# The chain rule

### Introduction

So far we have seen that the derivative of a function is the instantaneous rate of change of that function.  In other words, how does a function's output change as we change one of the variables.  In this lesson, we will learn about the chain rule, which allows us to see how a function's output change as we change a variable that function does not directly depend on.  The chain rule may seem complicated, but it is just a matter of following the prescribed procedure.  Learning about the chain rule, will allow us to take the derivative of more complicated functions that we will encounter in machine learning.

### The chain rule

Ok, now let's talk about the chain rule.  Imagine that we would like to take the derivative of the following function:

$$f(x) = (3 + x^2 + 2x )^2 $$ 

Doing something like that can be pretting tricky right off the bat.  Lucky for us, we can use the chain rule.  The chain rule is essentially a trick that can be applied when our functions get complicated.  The first step is using functional composition to break our function down. Ok, let's do it.

$$g(x) = (3 + x^2 + 2x)$$
$$f(g(x)) = g(x)^2$$

So now note that $f(x) = f(g(x))$.  So our new question is to find the derivative of that latter function, $f'(g(x))$.  Sounds impossible, you say?  Enter the chain rule.

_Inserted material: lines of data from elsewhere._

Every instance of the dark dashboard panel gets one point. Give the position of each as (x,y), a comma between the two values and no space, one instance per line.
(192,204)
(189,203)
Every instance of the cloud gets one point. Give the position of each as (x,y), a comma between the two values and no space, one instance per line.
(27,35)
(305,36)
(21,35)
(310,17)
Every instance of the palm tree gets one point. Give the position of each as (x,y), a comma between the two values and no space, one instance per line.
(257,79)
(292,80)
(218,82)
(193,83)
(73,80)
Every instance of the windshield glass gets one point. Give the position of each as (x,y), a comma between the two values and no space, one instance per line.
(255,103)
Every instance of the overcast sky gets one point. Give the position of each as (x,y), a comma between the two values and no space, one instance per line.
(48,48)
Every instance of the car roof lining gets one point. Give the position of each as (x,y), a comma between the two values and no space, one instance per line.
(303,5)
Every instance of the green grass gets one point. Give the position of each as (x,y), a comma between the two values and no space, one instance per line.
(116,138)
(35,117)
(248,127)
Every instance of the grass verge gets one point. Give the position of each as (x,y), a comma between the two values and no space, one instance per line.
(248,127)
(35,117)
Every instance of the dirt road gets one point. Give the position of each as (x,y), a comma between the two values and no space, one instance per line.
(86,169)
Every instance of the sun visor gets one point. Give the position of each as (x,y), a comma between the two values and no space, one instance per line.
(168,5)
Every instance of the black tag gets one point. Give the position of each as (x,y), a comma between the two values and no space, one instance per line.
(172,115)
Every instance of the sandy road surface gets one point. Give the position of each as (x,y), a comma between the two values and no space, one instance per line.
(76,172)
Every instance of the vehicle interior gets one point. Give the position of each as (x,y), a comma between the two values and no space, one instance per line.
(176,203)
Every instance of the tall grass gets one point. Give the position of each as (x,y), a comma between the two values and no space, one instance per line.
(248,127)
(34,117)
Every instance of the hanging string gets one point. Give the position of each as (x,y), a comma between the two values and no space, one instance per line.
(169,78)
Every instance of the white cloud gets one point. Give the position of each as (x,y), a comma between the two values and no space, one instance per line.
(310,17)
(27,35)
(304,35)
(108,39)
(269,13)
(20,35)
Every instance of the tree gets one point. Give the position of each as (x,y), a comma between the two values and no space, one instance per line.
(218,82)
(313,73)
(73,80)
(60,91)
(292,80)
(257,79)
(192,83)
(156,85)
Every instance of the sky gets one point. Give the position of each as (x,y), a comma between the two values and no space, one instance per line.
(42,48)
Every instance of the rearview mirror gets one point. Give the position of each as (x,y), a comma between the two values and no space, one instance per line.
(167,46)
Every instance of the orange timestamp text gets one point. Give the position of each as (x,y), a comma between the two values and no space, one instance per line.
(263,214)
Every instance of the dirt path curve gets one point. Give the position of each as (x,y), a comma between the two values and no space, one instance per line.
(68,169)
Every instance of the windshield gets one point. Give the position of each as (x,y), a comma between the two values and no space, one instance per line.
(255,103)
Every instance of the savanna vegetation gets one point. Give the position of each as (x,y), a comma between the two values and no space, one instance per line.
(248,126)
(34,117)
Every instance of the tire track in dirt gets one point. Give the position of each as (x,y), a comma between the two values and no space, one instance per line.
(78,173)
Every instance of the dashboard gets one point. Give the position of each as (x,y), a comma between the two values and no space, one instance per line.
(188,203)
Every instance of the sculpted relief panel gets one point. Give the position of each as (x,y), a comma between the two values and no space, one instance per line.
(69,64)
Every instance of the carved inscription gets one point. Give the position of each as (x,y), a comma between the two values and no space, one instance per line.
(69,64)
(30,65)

> **The chain rule** allows us to answer just this question.  Remember, taking a derivative means changing a variable $x$ a little, and seeing the change in the output.  The chain rule allows us to solve the problem of seeing the change in output when our function does not **directly** depend on that changing variable, but depends on **a function ** that depends on a variable.  

So here $f(g(x) $ does not directly depend on $x$.  Instead it depends on the fucntion $g(x)$ which depends on $x$.  Ok, enough talk let's see the rule.

 $$f'(g(x)) = \frac{\Delta f}{\Delta g}f(g(x))*\frac{\Delta g}{\Delta x}g(x)$$ 
 
 Yes it's a mouthful, but it's not so bad in practice.

### Applying the chain rule

#### Taking each derivative

Let's apply our chain rule step by step to the function by taking the derivative $f'(x) $ where:

$$g(x) = (3 + x^2 + 2x)$$

$$f(g(x)) = g(x)^2$$

Remember our chain rule is: $f'(g(x)) = \frac{\Delta f}{\Delta g}f(g(x))*\frac{\Delta g}{\Delta x}g(x)$

* First we take the derivative $\frac{\Delta g}{\Delta x}g(x) = g'(x) = 2x + 2$.


* Then, we take the derivative $\frac{\Delta f}{\Delta g}f(g(x))$ where $f(g(x)) = (g(x))^2 $.

This is how we evaluate that second derivative.  $\frac{\Delta f}{\Delta g}f(g(x)) = 2 * (g(x))^1 =  2 * g(x)$ 

> The reason why is because to take that second derivative $\frac{\Delta f}{\Delta g}f(g(x))$, means how does the output of $f(g(x))$ change as we nudge **the function** $g(x)$.  This means that we can just treat the entire function $g(x)$ as a variable, and use our power rule.  

#### Plugging our derivatives back into our formula

Ok, now we have solved our two derivatives.  Let's plug these derivatives back into our chain rule of $f'(g(x)) = \frac{\Delta f}{\Delta g}f(g)*\frac{\Delta g}{\Delta x}g(x)$.

* Doing so we have $f'(g(x)) = 2*g(x)*(2x + 2)$


* And because we are told $g(x) = (3 + x^2 + 2x)$ 


* substituting this in for $g(x)$ we have


* $f'(g(x)) = 2*g(x)*(2x + 2) = 2*(3 + x^2 + 2x)*(2x + 2) $

Leaving our equation there is fine.  We've done enough math for one lesson.  Hopefully, you see how using the chain rule allows us to break a complicated function up into two, and simply apply the rule to calculate the derivative.   

### Summary

Finally we saw how the chain rule allows us to break a complicated function up into two, and simply apply the rule of $f'(g(x)) = \frac{\Delta f}{\Delta g}f(g)*\frac{\Delta f}{\Delta x}g(x)$.  In machine learning sections to come, we will make use of the chain rule in taking derivatives.